Regarding the question I posted earlier (How many mL of an impure liquid CS2 mixture (density 1.26 gmL-1) which contains 93.0% of CS2 by mass, must be burned to obtain 12.8g SO2?)>>volume is 6.49 mL

what volume of pure oxygen at 25.0 degrees C and 100 kPa would be consumed (assume the carbon content burns to CO2).

Thanks!

Use PV = nRT

Remember T is Kelvin.
Use the mass CS2 and convert to moles for n. There are 101.325 kPa in 1 atm.

I can't seem to get the answer (7.43)

PV=nRT
100V= 0.107334995 (8.314) (298.15)

V= 2.66

Any ideas?

Rule #1 before we talk about where you went wrong. Don't copy all those digits on the calculator.
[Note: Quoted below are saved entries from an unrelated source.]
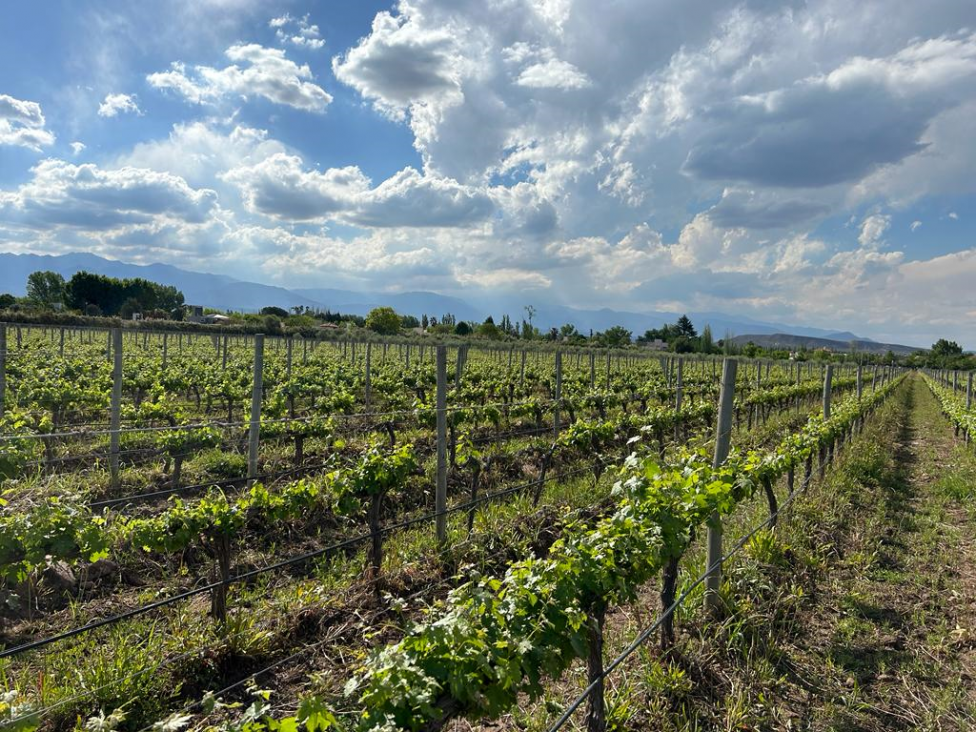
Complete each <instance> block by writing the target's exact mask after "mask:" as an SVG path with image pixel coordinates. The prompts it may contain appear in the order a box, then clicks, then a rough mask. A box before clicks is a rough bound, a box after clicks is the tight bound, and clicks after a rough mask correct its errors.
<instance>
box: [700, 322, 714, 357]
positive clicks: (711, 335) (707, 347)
mask: <svg viewBox="0 0 976 732" xmlns="http://www.w3.org/2000/svg"><path fill="white" fill-rule="evenodd" d="M714 350H715V342H714V340H713V339H712V326H710V325H706V326H705V327H704V329H702V334H701V352H702V353H711V352H712V351H714Z"/></svg>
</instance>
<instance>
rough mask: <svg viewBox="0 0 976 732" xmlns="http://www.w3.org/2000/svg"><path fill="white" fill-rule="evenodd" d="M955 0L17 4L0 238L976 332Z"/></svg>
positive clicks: (533, 294)
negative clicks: (394, 3)
mask: <svg viewBox="0 0 976 732" xmlns="http://www.w3.org/2000/svg"><path fill="white" fill-rule="evenodd" d="M974 29H976V5H974V4H973V3H972V2H969V1H968V0H934V1H933V2H927V3H918V2H915V1H914V0H865V2H860V3H857V4H851V3H850V2H847V1H846V0H808V1H806V2H803V1H801V0H796V1H794V2H774V1H773V0H739V1H738V2H727V1H726V0H681V1H679V0H656V1H655V2H651V3H648V2H646V1H643V0H614V1H613V2H606V0H604V1H603V2H598V1H597V0H536V1H534V2H529V0H405V1H404V2H401V3H398V4H391V3H371V2H358V1H357V2H338V1H333V2H290V1H285V2H258V1H257V0H165V1H160V2H154V3H131V2H104V1H102V2H92V1H88V2H84V1H79V0H74V1H69V0H60V1H50V2H11V3H7V4H6V5H5V9H4V14H3V17H2V19H0V249H2V250H5V251H21V252H22V251H32V252H42V253H60V252H67V251H88V252H93V253H96V254H99V255H101V256H106V257H110V258H115V259H121V260H125V261H131V262H137V263H148V262H166V263H170V264H175V265H178V266H183V267H186V268H188V269H195V270H200V271H211V272H222V273H228V274H232V275H234V276H237V277H241V278H247V279H251V280H256V281H261V282H268V283H274V284H281V285H285V286H295V287H310V286H318V287H341V288H349V289H363V290H388V291H403V290H416V289H429V290H435V291H438V292H443V293H445V294H452V295H459V296H462V297H463V296H466V295H467V296H471V297H475V296H476V297H477V298H478V299H481V300H483V299H485V298H486V297H491V296H493V295H497V297H499V298H505V299H506V300H511V298H513V297H522V298H524V299H525V300H526V301H527V302H529V301H531V302H537V303H544V302H559V303H563V304H569V305H574V306H579V307H594V308H595V307H612V308H617V309H626V310H634V311H640V310H642V309H646V310H675V311H684V310H688V311H722V312H726V313H729V314H731V315H745V316H751V317H756V318H763V319H768V320H776V321H779V322H793V323H802V324H808V325H817V326H821V327H827V328H835V329H838V330H841V329H845V330H853V331H854V332H857V333H860V334H863V335H867V336H870V337H875V338H879V339H891V340H903V341H909V342H915V343H918V342H921V343H924V342H926V341H927V340H928V339H934V338H935V337H938V336H942V335H945V336H949V337H953V338H956V339H958V340H960V341H961V342H963V343H964V344H965V345H967V346H968V347H976V287H974V283H976V248H974V239H973V237H974V233H976V206H974V202H976V191H974V180H976V177H974V176H973V174H972V171H973V170H974V169H976V139H974V136H973V135H972V133H971V127H972V125H971V120H972V119H973V117H974V113H976V30H974Z"/></svg>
Use 0.1073 if you wish but no more.

Now for the problem.
How did you get the 0.1073 moles.
I would have started with the 12.8 g SO2 which is 12.8/64 = 0.200 moles SO2. Now convert that to moles O2 (which you didn't do) using the coefficients in the balanced equation.
0.200 moles SO2 x (3 moles O2/2 moles SO2) = 0.300. Now plug that in. I get 7.436 liters which rounds to 7.44 L. I get 7.43 if I use 298 instead of 298.15 for T and 298.15 isn't justified.

To find the volume of pure oxygen that would be consumed when burning the impure liquid CS2 mixture, we need to first calculate the moles of CS2 and then use the balanced chemical equation to determine the stoichiometry of CS2 to oxygen.

1. Calculate the moles of CS2:
First, convert the mass of CS2 to moles using its molar mass.
Molar mass of CS2 = 12.01 g/mol (C) + 32.07 g/mol (S) x 2 = 76.14 g/mol

moles of CS2 = mass of CS2 / molar mass of CS2
moles of CS2 = 12.8 g / 76.14 g/mol = 0.1683 mol

2. Use the balanced chemical equation to determine the stoichiometry:
The balanced equation for the combustion of CS2 is:
CS2 + 3O2 → CO2 + 2SO2

From the equation, we can see that 1 mole of CS2 reacts with 3 moles of oxygen. Therefore, we need to calculate the moles of oxygen required.

moles of O2 = moles of CS2 x (3 moles of O2 / 1 mole of CS2)
moles of O2 = 0.1683 mol x (3/1) = 0.5049 mol

3. Convert moles of oxygen to volume using the ideal gas law:
Now, we need to convert moles of oxygen to volume using the ideal gas law:

PV = nRT

Where:
P = Pressure (in atm) = 100 kPa = 0.9869 atm (using the conversion 1 kPa = 0.9869 atm)
V = Volume (in liters)
n = moles of oxygen
R = Ideal gas constant = 0.0821 L.atm/(mol.K)
T = Temperature (in Kelvin) = 25.0°C + 273.15 = 298.15 K

V = nRT / P
V = 0.5049 mol x 0.0821 L.atm/(mol.K) x 298.15 K / 0.9869 atm
V ≈ 12.78 L

Therefore, the volume of pure oxygen that would be consumed is approximately 12.78 liters.